Le problème c'est que je ne suis pas d'accord. Attention, je ne dis pas que je suis un adepte des coups d'un soir, mais lui c'était une erreur et je me suis vite rendu compte qu'il ne pourrait pas me donner ce que je cherche. Donc je me suis barré avant son réveil.
Mais comme nous vivons tous les deux au Quartier Général, ce n'est pas facile de l'éviter tout le temps :
- Écoute Marius, je pensais avoir été clair non ? Toi et moi c'était une connerie, il n'y aura jamais rien d'autre entre nous. Tu ne m'intéresses pas, tu pige ? lâché-je autoritairement.
Je pourrais m'en vouloir si je savais qu'il m'aimait, mais ce n'est pas le cas. Tout ce qui l'attire chez moi c'est mon corps et rien d'autre, il me l'a clairement fait comprendre pendant notre « nuit de folie » comme il le dit si bien :
- Tu n'es vraiment pas sympa Ad mais ne t'en fais pas, je t'aurais, j'ai toujours ce que je veux.
Il se recule et part sans rien dire d'autre pendant que je lâche un ouf de soulagement. Il peut toujours courir, contrairement aux autres, je ne me damnerais pas pour lui, parce qu'il ne peut pas me donner ce que je veux.
Je retourne assez rapidement dans ma chambre pour m'installer sur mon lit et continuer à lire la suite de ma lecture :
- Laisse-moi deviner, Marius a encore essayé de te mettre dans son lit ? me lance mon ami.
Je baisse mon livre pour voir Jethro qui me regarde de son lit :
- Comment as-tu deviné ?
- Je sais pas, je l'ai senti c'est tout. Je te connais bien et puis quand tu viens de le voir, tu as cette espèce de rictus de dégoût au coin de la bouche.
- Vraiment ? Je ne m'en étais même pas rendu compte. Mais il me fatigue à me harceler sans arrêt pour que je sois son jouet. Je suis humain merde !
- Ben... Techniquement non, enfin oui mais non, vu que t'es un Waas, t'es plus vraiment humain.
Je lui lance un regard meurtrier avant de lui jeter mon oreiller à la tête. Il rigole tout en le rattrapant avant de me le rendre pour que je puisse me caller confortablement dessus :
- Je suis peut-être un Waas, mais tout comme toi je reste un humain avant tout. Ce qui fait de nous ce que nous sommes est notre capacité à ressentir les émotions, à avoir de l'empathie et éprouver de la compassion. Il y a aussi le fait que nous pouvons penser comme nous le souhaitons, que nous avons conscience de choses dont sont dépourvus les animaux. Notre corps a beau avoir été fusionné avec de la magie et de la technologie, nous restons tout de même des êtres vivants.

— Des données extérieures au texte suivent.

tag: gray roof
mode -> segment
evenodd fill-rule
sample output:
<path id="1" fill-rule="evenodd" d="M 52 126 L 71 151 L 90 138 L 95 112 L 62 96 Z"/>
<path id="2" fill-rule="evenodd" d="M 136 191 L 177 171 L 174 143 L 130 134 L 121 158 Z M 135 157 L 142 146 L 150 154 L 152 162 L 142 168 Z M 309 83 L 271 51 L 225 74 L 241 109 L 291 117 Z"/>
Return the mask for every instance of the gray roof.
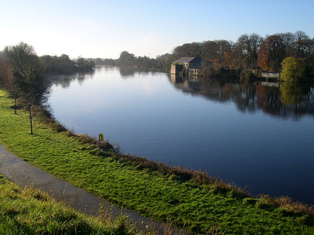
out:
<path id="1" fill-rule="evenodd" d="M 199 57 L 182 57 L 174 61 L 174 63 L 200 63 L 203 60 Z M 205 60 L 206 61 L 206 60 Z"/>

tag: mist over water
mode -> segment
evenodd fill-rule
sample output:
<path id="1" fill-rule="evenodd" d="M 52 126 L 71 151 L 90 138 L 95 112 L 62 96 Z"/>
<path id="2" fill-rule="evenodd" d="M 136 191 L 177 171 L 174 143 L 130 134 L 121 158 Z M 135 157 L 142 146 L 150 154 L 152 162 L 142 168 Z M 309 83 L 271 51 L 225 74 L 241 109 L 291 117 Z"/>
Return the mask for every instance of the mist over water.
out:
<path id="1" fill-rule="evenodd" d="M 51 76 L 56 118 L 124 153 L 314 204 L 314 89 L 97 66 Z"/>

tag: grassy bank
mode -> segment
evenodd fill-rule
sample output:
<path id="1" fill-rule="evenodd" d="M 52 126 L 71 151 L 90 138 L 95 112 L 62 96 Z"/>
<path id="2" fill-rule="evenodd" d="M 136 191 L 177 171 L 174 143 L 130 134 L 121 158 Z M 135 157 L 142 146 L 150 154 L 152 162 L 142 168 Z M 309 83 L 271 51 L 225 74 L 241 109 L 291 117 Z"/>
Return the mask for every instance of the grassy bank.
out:
<path id="1" fill-rule="evenodd" d="M 88 217 L 35 189 L 22 188 L 0 175 L 0 234 L 138 234 L 121 217 Z"/>
<path id="2" fill-rule="evenodd" d="M 255 198 L 203 174 L 115 153 L 53 124 L 14 114 L 0 90 L 0 143 L 22 160 L 111 202 L 159 221 L 207 234 L 314 233 L 313 208 L 285 198 Z M 195 174 L 194 174 L 195 173 Z M 218 231 L 218 232 L 217 232 Z M 215 233 L 217 232 L 217 233 Z"/>

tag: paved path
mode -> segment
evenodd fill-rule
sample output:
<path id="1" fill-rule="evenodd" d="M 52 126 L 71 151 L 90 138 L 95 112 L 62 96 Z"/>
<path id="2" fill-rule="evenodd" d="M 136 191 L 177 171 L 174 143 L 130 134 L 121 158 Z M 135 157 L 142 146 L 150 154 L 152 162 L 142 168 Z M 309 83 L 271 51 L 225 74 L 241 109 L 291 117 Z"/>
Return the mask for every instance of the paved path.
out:
<path id="1" fill-rule="evenodd" d="M 121 215 L 121 209 L 116 205 L 101 200 L 84 189 L 74 187 L 21 160 L 1 145 L 0 173 L 10 181 L 22 187 L 26 186 L 40 189 L 57 201 L 65 202 L 68 206 L 88 215 L 99 215 L 100 205 L 103 205 L 104 211 L 109 209 L 111 216 L 114 217 Z M 137 224 L 139 230 L 145 230 L 148 227 L 153 228 L 155 231 L 159 231 L 160 234 L 164 234 L 165 232 L 165 226 L 163 224 L 124 209 L 122 213 L 127 217 L 127 220 L 132 223 Z M 166 228 L 167 230 L 169 229 Z M 178 234 L 179 233 L 180 231 L 177 231 Z"/>

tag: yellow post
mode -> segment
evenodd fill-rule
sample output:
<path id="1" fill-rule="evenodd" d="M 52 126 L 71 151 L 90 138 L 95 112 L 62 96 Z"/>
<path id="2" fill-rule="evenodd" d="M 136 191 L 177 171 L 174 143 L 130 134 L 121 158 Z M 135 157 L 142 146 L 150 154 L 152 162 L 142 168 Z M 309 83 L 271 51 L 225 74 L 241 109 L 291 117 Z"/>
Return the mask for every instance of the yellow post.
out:
<path id="1" fill-rule="evenodd" d="M 104 141 L 104 135 L 102 134 L 99 134 L 99 154 L 100 154 L 100 142 Z"/>

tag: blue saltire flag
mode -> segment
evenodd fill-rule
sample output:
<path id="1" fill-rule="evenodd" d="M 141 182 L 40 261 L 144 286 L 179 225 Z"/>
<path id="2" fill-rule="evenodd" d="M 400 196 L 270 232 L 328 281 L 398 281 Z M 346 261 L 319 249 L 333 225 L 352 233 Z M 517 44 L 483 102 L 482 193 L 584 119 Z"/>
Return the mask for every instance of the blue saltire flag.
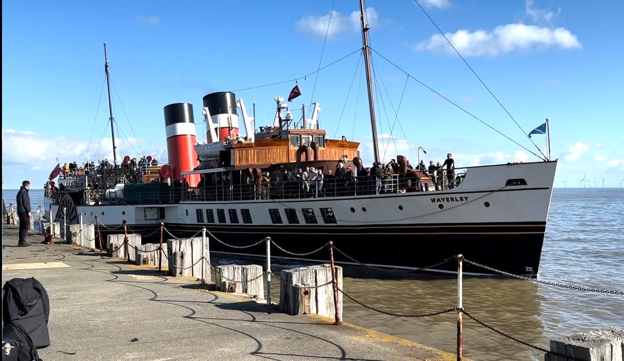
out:
<path id="1" fill-rule="evenodd" d="M 531 137 L 531 134 L 546 134 L 546 123 L 542 124 L 541 126 L 537 127 L 535 129 L 533 129 L 529 132 L 529 137 Z"/>

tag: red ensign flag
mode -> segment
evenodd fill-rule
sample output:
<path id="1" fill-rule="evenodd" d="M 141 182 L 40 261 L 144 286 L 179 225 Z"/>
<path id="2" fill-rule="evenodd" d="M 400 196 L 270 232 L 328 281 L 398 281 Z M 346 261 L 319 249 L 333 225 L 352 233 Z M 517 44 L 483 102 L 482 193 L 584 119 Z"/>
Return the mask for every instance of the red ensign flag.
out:
<path id="1" fill-rule="evenodd" d="M 299 85 L 295 86 L 293 90 L 290 91 L 290 95 L 288 96 L 288 101 L 290 102 L 300 95 L 301 95 L 301 92 L 299 91 Z"/>

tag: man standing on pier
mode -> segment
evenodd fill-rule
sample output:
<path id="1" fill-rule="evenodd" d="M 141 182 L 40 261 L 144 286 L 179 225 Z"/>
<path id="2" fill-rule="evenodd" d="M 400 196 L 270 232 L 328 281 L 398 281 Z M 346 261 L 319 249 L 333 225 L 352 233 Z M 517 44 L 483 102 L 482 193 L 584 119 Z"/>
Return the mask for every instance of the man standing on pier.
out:
<path id="1" fill-rule="evenodd" d="M 16 199 L 17 204 L 17 217 L 19 218 L 19 241 L 17 245 L 20 247 L 28 247 L 31 244 L 26 241 L 26 234 L 28 234 L 28 228 L 31 225 L 31 218 L 32 214 L 31 212 L 31 197 L 28 195 L 28 190 L 31 189 L 31 182 L 28 180 L 22 182 L 22 187 L 17 192 Z"/>

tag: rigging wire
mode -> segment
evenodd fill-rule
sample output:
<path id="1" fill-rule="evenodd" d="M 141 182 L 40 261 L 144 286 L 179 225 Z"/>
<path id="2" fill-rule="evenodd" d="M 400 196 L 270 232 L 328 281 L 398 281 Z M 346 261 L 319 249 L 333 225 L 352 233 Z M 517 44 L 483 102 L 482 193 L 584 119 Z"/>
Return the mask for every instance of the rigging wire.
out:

Il s'écroule sur son lit :
- Tu as oublié de dire qu'on baise pour autre chose que la reproduction et qu'on adore tout ce qui touche de près ou de loin à la luxure.
- Tu es vraiment un obsédé ma parole ! Tu ne penses vraiment qu'aux mecs toi ! grogné-je.
- Que veux-tu, je suis comme ça, et puis je sais que tu m'aimes y compris avec petit mon côté pervers.
Il a encore une fois raison, il a beau être le plus gros obsédé du monde, il reste mon meilleur ami et je l'aimerais quoi qu'il arrive. Parfois ça m'embête de voir à quel point je tiens à lui, il est tout ce qu'il me reste et si je devais le perdre je crois bien que je ne m'en sortirais pas cette fois.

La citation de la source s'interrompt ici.